Ernestina Carreira diz que Departamentos portugueses nas Universidades francesas sofrem de invisibilidade



Ernestina Carreira é Diretora do Departamento de estudos portugueses e brasileiros na Universidade de Aix-Marseille, que comemorou na semana passada 50 anos de existência, e também é a responsável pela Cátedra Eduardo Lourenço inaugurada em 2018 nesta mesma universidade.

Ernestina Carreira respondeu às perguntas exclusivas do LusoJornal durante a inauguração de uma exposição sobre as relações entre Portugal e a Provence e sobre os 200 anos do Consulado Geral de Portugal em Marseille.

.

Porque comemorar os 50 anos da criação deste departamento?

Na realidade trata-se de uma conjunção de várias razões. A primeira é que, em Aix, os saberes para nós têm de ter uma aplicação.

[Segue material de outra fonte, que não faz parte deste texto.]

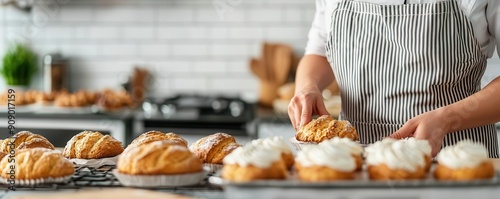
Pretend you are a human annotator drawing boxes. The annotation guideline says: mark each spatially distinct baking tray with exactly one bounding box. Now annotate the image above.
[208,171,500,189]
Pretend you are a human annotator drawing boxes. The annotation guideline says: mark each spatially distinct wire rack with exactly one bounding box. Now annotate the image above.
[12,165,222,192]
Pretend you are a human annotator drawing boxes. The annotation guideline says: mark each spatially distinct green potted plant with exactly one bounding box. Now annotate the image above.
[0,43,38,88]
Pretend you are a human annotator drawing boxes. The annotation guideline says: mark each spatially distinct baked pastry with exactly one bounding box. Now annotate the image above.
[63,131,123,159]
[295,115,358,143]
[0,131,54,153]
[295,144,356,182]
[129,131,187,147]
[399,137,432,172]
[319,137,363,171]
[117,140,203,175]
[189,133,240,164]
[221,144,287,182]
[0,148,75,180]
[0,151,7,161]
[251,136,295,169]
[434,141,495,181]
[366,139,426,180]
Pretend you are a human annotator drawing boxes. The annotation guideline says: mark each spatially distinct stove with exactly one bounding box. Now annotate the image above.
[134,94,256,143]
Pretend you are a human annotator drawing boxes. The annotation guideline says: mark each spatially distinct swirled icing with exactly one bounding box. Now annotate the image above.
[223,144,281,168]
[437,141,488,169]
[296,144,356,172]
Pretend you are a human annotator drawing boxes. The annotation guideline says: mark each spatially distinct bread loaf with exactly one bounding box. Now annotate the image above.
[129,131,187,147]
[117,140,203,175]
[295,115,358,143]
[63,131,123,159]
[0,131,54,154]
[0,148,75,180]
[189,133,240,164]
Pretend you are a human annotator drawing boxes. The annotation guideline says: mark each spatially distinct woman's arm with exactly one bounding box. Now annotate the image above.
[288,55,334,129]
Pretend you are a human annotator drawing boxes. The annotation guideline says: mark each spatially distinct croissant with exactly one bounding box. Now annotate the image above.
[0,131,54,153]
[63,131,123,159]
[117,140,203,175]
[129,131,187,147]
[0,151,7,161]
[295,115,358,143]
[0,148,75,180]
[189,133,240,164]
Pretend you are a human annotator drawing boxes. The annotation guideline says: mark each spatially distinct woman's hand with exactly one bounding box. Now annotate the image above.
[390,109,450,157]
[288,86,329,130]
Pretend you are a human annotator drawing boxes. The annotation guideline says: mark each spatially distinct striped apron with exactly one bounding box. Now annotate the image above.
[326,0,498,158]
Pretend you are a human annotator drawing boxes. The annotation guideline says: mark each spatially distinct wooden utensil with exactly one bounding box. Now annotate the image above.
[273,45,293,85]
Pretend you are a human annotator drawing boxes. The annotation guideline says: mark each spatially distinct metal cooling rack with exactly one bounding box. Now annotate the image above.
[11,165,222,192]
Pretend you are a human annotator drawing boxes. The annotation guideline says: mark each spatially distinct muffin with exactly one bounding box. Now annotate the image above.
[0,148,75,180]
[129,131,188,147]
[399,137,432,172]
[0,131,54,153]
[221,144,287,182]
[434,141,495,181]
[251,136,295,169]
[366,139,426,180]
[189,133,240,164]
[295,115,358,143]
[63,131,123,159]
[295,144,356,182]
[117,140,203,175]
[319,137,363,171]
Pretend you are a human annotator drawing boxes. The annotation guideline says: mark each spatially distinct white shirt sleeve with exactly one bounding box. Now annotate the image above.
[486,0,500,57]
[305,0,327,56]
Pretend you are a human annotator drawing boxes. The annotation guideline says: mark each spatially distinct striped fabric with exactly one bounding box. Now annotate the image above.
[326,0,498,158]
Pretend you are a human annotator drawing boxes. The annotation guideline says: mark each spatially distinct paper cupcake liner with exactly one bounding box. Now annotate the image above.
[113,169,208,187]
[69,156,118,168]
[290,137,318,151]
[203,163,224,174]
[0,174,73,186]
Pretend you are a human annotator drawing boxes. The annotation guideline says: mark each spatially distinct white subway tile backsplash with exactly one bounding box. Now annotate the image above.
[210,44,249,56]
[247,8,283,23]
[95,6,156,23]
[172,44,208,56]
[157,7,194,22]
[193,61,226,74]
[138,43,170,56]
[158,25,210,39]
[0,0,316,96]
[229,27,264,39]
[87,26,121,39]
[172,77,208,91]
[121,26,155,39]
[57,6,94,22]
[101,44,138,56]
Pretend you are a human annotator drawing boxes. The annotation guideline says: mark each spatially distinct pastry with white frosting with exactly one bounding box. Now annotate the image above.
[434,140,495,180]
[319,137,363,171]
[366,139,426,180]
[251,136,295,169]
[399,137,432,172]
[221,144,287,182]
[295,144,356,182]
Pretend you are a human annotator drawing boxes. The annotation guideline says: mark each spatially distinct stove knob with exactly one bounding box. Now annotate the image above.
[229,100,245,117]
[212,99,227,113]
[161,104,177,118]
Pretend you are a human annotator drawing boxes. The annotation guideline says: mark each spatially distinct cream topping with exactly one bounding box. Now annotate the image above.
[437,140,488,169]
[252,136,292,154]
[366,139,425,171]
[401,137,432,157]
[296,144,356,172]
[223,144,281,168]
[318,137,363,155]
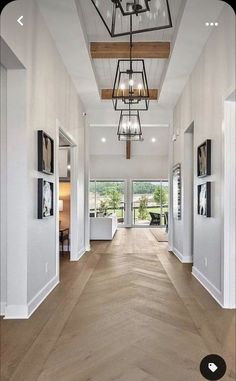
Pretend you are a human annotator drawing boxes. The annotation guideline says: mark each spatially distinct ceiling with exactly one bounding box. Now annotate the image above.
[77,0,185,90]
[36,0,224,147]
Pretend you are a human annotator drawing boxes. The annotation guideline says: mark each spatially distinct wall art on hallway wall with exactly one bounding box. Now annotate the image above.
[38,179,54,220]
[38,130,54,175]
[173,164,182,220]
[197,139,211,177]
[198,182,211,217]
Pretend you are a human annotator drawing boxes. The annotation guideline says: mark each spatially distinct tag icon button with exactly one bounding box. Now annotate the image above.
[208,362,218,373]
[200,354,227,381]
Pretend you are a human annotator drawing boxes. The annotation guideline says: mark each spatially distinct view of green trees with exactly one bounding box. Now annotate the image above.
[90,181,163,196]
[90,181,168,221]
[138,196,148,220]
[153,185,168,205]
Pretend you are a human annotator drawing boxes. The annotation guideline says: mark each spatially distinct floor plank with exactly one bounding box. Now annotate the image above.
[2,229,235,381]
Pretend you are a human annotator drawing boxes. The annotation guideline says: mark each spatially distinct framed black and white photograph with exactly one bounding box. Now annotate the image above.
[38,179,54,220]
[198,182,211,217]
[173,164,182,220]
[197,139,211,177]
[38,130,54,175]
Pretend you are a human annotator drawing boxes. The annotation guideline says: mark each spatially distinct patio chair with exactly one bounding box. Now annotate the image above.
[149,212,161,225]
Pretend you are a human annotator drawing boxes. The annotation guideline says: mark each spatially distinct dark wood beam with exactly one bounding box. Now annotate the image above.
[126,141,131,160]
[101,89,158,101]
[90,41,170,59]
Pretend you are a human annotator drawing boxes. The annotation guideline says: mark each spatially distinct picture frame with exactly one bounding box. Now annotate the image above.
[173,163,182,220]
[197,139,211,177]
[198,181,211,217]
[38,179,54,220]
[38,130,54,175]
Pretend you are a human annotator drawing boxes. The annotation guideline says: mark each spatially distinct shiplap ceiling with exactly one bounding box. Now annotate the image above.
[78,0,183,89]
[78,0,182,41]
[36,0,224,126]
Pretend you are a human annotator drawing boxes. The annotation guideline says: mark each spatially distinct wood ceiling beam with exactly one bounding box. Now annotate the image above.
[90,41,170,59]
[101,89,158,101]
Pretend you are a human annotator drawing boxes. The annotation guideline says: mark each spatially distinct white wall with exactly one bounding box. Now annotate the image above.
[173,4,235,303]
[1,0,85,317]
[0,65,7,315]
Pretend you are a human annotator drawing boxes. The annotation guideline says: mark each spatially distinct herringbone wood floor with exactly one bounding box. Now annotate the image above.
[2,229,235,381]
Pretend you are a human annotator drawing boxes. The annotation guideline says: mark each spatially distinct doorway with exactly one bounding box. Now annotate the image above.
[183,122,194,263]
[58,128,76,267]
[131,180,169,229]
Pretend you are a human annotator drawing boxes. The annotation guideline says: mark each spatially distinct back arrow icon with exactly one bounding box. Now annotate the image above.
[17,16,24,26]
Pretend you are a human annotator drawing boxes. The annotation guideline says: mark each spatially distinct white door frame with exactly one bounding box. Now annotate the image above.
[129,178,170,228]
[222,88,236,308]
[55,119,78,276]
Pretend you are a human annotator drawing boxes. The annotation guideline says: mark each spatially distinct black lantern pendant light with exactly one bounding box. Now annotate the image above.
[91,0,172,37]
[112,16,149,111]
[117,108,143,141]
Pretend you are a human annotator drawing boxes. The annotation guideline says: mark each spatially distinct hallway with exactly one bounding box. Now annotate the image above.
[2,229,235,381]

Isto é, os alunos aprendem e depois aplicam os saberes a um objeto e geralmente é um objeto de comunicação. Um dos nossos projetos é mobilizar os estudantes de várias promoções em volta de um projeto coletivo. No ano passado, por exemplo, fizemos a exposição “Os 3 Mundos de Santarém”, sobre as comunidades judias, muçulmanas e cristãs, em Santarém, a exposição foi um sucesso e ainda continua no Museu Diocesano. E foi um sucesso porque precisamente há uma mobilização de energia, há uma mobilização dos saberes dos professores, mas também das competências técnicas dos estudantes. No fundo, temos jovens que têm uma experiência em informática que é muito mais importante que a nossa. Nós temos o saber e eles têm o modo de valorizar os saberes.

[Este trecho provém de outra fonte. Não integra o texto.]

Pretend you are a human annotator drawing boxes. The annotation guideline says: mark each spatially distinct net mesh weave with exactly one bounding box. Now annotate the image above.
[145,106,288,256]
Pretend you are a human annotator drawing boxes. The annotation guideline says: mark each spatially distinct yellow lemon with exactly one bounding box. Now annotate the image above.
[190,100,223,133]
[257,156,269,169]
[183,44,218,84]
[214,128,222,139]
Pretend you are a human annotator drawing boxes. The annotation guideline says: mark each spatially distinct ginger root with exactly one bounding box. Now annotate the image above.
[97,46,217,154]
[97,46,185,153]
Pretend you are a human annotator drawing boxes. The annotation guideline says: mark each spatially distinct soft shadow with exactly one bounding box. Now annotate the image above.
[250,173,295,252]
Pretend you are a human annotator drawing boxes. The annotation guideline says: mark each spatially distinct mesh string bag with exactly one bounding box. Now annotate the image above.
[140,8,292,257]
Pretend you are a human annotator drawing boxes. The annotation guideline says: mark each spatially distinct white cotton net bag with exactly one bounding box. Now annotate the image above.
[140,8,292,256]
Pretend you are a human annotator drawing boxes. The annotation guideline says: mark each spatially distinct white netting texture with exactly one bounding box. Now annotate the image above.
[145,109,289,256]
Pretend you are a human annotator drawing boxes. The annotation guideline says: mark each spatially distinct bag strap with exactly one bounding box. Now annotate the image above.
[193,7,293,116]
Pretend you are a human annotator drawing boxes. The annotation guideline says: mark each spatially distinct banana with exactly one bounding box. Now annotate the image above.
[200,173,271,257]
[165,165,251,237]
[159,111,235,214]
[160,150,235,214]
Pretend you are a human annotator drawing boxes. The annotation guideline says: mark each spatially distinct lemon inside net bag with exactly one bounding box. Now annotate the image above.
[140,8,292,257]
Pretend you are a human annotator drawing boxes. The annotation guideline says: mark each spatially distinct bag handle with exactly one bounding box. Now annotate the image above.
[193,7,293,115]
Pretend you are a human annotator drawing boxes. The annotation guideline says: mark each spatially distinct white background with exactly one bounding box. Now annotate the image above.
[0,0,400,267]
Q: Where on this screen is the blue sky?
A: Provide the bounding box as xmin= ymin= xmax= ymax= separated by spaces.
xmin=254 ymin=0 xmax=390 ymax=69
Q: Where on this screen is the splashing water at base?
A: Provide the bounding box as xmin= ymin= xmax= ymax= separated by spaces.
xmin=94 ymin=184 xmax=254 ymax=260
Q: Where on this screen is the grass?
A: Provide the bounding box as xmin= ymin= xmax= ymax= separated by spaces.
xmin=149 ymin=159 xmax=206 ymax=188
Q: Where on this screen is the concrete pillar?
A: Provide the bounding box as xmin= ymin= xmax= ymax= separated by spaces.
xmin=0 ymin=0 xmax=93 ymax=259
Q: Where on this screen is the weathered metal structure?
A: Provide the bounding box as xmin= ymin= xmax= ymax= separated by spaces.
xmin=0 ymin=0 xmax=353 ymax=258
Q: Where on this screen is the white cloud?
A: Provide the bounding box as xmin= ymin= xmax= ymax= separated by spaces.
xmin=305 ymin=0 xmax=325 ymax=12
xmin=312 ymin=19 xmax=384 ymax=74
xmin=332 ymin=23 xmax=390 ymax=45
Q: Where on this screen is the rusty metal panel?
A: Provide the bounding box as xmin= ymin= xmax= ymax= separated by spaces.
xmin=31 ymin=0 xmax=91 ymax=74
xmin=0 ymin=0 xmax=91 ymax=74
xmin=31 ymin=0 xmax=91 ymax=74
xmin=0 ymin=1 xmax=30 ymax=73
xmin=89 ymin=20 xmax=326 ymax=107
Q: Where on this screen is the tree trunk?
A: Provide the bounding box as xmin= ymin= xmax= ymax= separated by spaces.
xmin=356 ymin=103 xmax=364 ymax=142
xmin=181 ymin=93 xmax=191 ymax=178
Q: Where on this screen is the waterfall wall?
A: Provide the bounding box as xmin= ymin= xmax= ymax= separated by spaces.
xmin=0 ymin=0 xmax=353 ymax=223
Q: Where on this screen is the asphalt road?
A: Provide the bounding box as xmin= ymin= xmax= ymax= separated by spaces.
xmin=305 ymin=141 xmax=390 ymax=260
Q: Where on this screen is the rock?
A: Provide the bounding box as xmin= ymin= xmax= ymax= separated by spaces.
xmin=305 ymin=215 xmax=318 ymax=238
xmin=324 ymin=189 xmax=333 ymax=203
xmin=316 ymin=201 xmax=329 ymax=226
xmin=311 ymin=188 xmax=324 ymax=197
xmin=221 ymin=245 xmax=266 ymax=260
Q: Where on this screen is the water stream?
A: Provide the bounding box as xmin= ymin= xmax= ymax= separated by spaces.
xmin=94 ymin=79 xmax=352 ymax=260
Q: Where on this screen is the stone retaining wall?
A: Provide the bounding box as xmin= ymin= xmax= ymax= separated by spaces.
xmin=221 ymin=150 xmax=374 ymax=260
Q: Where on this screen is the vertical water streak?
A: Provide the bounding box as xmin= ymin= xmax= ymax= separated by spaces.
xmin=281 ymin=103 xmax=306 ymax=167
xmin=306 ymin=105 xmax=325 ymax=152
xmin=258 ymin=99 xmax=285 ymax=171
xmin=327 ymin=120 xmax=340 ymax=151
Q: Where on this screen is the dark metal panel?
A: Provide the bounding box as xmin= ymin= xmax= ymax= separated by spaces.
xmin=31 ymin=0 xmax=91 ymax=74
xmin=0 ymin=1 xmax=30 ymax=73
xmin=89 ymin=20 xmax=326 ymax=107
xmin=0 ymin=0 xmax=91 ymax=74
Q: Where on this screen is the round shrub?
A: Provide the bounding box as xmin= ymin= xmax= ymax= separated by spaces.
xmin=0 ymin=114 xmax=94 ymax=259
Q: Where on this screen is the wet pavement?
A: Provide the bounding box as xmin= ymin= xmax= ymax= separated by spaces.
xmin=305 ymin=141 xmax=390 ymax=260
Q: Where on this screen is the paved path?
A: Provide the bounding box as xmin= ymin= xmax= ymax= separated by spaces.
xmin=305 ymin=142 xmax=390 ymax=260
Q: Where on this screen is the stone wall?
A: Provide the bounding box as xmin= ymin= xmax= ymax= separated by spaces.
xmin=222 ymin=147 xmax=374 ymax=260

A comemoração dos 50 anos é um desses projetos coletivos?

Foi um trabalho coletivo da associação dos antigos estudantes, dos professores e dos estudantes atuais. A finalidade era realmente essa: de ter um objeto que eles pudessem ver, na realidade, como é que um objeto surge quando cada qual trabalha no seu cantinho e depois como é que surge o objeto. Em França, um dos problemas maiores que nós temos como Comunidade e como Departamentos de português – como dizia o nosso colega Ricardo Lima de astrofísica da Universidade de Marseille – nós não temos visibilidade, não temos visibilidade suficiente. E a visibilidade só se pode adquirir com eventos de comunicação, porque não é na nossa sala de aula… Nós podemos formar gerações de estudantes, mas uma sala de aula nunca vai dar a conhecer uma disciplina fora dos estudantes que nós formamos.

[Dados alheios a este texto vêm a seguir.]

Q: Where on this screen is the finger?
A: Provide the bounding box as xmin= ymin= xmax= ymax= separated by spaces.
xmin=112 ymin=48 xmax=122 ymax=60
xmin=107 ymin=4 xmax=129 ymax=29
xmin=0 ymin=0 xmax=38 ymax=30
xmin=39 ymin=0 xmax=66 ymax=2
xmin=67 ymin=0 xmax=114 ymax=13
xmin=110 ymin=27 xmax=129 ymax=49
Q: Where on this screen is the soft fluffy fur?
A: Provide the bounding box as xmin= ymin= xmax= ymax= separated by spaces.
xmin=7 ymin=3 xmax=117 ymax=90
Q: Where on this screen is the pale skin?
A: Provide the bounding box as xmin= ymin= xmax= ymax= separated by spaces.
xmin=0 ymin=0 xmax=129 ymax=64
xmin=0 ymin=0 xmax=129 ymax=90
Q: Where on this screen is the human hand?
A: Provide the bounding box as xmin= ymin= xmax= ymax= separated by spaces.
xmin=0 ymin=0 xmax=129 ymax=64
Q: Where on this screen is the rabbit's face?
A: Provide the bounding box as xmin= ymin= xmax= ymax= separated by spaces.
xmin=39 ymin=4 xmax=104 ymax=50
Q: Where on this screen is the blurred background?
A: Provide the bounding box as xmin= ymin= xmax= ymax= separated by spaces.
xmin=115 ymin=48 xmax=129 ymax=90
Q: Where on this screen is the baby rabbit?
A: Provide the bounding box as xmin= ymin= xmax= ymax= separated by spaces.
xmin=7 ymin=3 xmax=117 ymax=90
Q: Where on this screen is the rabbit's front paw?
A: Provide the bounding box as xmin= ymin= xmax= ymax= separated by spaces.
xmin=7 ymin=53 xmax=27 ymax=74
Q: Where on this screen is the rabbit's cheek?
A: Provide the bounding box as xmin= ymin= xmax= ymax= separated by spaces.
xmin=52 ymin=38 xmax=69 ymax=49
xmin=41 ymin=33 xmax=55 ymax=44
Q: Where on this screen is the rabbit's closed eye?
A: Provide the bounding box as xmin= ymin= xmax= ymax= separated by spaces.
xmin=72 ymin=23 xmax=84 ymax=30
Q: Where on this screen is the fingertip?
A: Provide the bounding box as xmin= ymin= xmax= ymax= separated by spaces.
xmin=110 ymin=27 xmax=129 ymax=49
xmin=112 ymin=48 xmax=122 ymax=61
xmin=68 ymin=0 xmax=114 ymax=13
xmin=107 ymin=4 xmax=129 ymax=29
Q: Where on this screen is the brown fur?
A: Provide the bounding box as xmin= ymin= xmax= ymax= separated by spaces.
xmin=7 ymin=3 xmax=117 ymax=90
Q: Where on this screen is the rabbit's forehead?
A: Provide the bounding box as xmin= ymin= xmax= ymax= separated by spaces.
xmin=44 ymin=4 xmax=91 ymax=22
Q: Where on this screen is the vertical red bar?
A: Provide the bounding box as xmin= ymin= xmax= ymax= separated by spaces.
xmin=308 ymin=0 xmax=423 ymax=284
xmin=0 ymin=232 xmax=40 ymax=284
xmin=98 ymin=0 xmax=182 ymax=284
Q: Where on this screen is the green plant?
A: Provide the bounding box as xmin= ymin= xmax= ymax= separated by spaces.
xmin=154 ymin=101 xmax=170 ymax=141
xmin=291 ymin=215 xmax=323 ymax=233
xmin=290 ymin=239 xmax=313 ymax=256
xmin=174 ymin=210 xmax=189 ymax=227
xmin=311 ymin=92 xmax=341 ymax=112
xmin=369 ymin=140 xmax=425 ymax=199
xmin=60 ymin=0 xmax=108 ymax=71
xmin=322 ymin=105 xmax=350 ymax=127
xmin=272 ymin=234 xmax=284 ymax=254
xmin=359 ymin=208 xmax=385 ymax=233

É assim tão importante que os Departamentos de português das Universidades comuniquem para o exterior?

Sim. O mundo mudou, a Universidade mudou e nós temos ao mesmo tempo o dever de formar e de dar a saber que formamos, de informar sobre o que fazemos. Acontece a mesma coisa com a pesquisa. Antes era uma coisa muito confidencial, em que as pessoas publicavam e um pequeno grupo lia. Hoje em dia, há a obrigação, quando se publica um trabalho científico, de ter uma adaptação para o público.

Esta exposição sobre os 200 anos do Consulado Geral de Portugal em Marseille entra nessa situação?

Na realidade é a adaptação de trabalhos científicos, de pesquisa científica. Toda a parte história dos Consulados, na realidade foi feito pela Michèlle Janain, antiga professora de história, especialista da Inquisição, portanto ela é uma pesquisadora, que fez um verdadeiro trabalho de terreno, com arquivos que foram digitalizados nos últimos anos pelo Ministério dos Negócios Estrangeiros, nomeadamente arquivos respeitantes à II Guerra mundial. Houve um projeto português de digitalização e nós aproveitámos essa digitalização e a integração online dessa documentação. Tudo o que se vê aqui, nesta exposição, na realidade é o resultado de pesquisa, de aprendizagem da pesquisa pelos estudantes, mas também o resultado da pesquisa publicada em Portugal e fora de Portugal, sobre a nossa região.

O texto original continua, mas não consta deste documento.